Trump formally starts exit from climate accord

07 November, 2019
Trump formally starts exit from climate accord
U.S President Donald Trump’s administration said on Monday it filed paperwork to withdraw the United States from the Paris Agreement, the first formal step in a one-year process to exit the global pact to fight climate change.

The move is part of a broader strategy by Trump to reduce red tape on U.S. industry, but comes at a time scientists and many world governments urge rapid action to avoid the worst impacts of global warming.
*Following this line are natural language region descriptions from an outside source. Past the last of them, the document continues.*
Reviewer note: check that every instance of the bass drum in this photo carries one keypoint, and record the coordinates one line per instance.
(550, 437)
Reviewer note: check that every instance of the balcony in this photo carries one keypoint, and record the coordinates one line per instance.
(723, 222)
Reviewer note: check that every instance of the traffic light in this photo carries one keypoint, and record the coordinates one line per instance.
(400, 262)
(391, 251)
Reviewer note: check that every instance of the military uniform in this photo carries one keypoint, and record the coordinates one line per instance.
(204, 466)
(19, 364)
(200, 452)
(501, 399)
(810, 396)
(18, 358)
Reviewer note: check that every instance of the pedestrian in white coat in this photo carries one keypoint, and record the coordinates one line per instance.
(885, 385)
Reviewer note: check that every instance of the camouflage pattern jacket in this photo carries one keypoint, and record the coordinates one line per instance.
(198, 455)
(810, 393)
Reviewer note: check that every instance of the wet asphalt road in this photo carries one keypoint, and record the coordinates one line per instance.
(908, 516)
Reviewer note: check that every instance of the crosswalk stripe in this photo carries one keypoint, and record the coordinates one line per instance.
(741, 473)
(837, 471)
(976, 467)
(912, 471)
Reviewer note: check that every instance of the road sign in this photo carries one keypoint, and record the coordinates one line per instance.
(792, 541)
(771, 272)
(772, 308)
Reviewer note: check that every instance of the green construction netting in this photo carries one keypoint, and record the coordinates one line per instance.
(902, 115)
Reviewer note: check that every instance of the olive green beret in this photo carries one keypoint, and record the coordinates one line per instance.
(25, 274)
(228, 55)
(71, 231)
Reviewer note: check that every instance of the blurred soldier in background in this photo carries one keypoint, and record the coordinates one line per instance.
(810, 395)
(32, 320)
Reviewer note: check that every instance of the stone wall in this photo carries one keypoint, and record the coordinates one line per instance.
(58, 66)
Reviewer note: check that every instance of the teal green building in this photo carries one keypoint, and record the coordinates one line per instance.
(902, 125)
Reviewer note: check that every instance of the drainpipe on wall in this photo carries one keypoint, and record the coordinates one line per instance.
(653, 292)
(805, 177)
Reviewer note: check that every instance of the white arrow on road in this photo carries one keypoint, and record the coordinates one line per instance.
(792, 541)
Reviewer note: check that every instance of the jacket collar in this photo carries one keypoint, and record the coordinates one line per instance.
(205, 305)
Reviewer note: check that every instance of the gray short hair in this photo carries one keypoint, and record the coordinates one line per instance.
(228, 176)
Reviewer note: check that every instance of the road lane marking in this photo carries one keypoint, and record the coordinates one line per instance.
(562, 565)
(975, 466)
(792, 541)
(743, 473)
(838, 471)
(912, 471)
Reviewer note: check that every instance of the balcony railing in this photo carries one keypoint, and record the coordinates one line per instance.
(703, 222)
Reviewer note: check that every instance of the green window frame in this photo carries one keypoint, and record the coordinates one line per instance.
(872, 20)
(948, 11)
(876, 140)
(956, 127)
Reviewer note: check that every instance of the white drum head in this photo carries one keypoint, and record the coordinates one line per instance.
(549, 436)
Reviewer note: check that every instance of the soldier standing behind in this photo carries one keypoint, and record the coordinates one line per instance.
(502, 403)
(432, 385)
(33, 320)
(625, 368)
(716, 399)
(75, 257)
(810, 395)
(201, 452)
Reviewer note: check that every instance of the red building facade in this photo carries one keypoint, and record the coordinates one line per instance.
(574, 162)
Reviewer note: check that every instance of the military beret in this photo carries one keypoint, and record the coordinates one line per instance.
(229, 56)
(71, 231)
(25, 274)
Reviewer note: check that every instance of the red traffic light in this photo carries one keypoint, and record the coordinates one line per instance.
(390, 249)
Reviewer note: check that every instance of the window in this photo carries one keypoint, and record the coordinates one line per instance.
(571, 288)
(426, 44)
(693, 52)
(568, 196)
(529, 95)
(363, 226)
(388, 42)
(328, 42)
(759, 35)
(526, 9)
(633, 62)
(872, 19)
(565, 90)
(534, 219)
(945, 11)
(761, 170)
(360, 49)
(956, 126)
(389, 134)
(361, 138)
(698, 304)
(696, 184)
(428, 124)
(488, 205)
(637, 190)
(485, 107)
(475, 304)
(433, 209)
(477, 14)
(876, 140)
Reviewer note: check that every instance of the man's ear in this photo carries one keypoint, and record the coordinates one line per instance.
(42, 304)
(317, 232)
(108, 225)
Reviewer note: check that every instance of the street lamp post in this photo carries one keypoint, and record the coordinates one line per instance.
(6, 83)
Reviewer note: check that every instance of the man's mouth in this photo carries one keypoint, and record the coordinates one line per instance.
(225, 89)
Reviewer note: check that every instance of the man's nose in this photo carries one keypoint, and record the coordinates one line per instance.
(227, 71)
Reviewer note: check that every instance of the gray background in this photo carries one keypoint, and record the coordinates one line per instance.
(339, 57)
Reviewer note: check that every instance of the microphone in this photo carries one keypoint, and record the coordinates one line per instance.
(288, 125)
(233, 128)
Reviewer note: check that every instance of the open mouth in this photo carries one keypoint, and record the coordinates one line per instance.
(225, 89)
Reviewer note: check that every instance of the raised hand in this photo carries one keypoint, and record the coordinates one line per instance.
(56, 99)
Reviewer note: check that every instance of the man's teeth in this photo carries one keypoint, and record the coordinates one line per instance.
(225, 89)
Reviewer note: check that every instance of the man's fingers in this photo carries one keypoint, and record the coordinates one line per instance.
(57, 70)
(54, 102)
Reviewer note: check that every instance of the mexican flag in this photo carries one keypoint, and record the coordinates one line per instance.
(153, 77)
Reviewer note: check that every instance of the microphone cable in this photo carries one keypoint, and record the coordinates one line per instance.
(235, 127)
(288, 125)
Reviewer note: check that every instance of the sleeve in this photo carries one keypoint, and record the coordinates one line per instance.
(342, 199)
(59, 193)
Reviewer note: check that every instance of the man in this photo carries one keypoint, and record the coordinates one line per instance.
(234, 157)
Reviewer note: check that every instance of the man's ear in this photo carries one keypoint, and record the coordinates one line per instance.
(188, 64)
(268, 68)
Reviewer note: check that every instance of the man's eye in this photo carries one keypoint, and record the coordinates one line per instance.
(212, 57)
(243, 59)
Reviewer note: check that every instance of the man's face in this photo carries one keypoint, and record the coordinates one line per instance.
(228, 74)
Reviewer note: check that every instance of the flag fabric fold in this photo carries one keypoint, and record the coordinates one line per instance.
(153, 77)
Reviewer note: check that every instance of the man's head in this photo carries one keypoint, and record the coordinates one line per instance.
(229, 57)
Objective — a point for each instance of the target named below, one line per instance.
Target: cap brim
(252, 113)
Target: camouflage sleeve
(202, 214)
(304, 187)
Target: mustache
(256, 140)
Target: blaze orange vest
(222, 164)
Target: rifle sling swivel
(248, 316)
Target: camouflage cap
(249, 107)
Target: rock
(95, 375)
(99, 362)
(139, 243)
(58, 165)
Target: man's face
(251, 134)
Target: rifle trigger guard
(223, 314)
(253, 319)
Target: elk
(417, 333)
Once it exits, the United States — the top historic greenhouse gas emitter and leading oil and gas producer — will become the only country outside the accord.

U.S. Secretary of State Mike Pompeo confirmed the step in a Twitter post on Monday and pointed out that the United States had trimmed its emissions in recent years even as it had grown its energy production.

“The U.S. is proud of our record as a world leader in reducing all emissions, fostering resilience, growing our economy, and ensuring energy for our citizens,” he said.

An official from the French presidential office accompanying President Emmanuel Macron on a state visit to China, said: “We regret this and this only makes the Franco-Chinese partnership on the climate and biodiversity more necessary.”

Macron and Chinese President Xi Jinping will sign a pact on Wednesday that includes a paragraph on the “irreversibility of the Paris Agreement,” the official said.

The U.S. State Department’s letter to U.N. Secretary General Antonio Guterres starts the clock on a process that will be complete one day after the 2020 U.S. presidential election.

All the top Democratic presidential contenders seeking to unseat Trump have promised to re-engage in the Paris Agreement if they win. But the withdrawal could leave a lasting mark, said Andrew Light, a senior fellow at the World Resources Institute and former adviser to the U.S. climate envoy under Democratic President Barack Obama.

“While it serves the political needs of the Trump administration, we will lose a lot of traction with respect to U.S. influence globally,” he said.

The Obama administration had signed the United States onto the 2015 pact, promising a 26-28 percent cut in U.S. greenhouse gas emissions by 2025 from 2005 levels.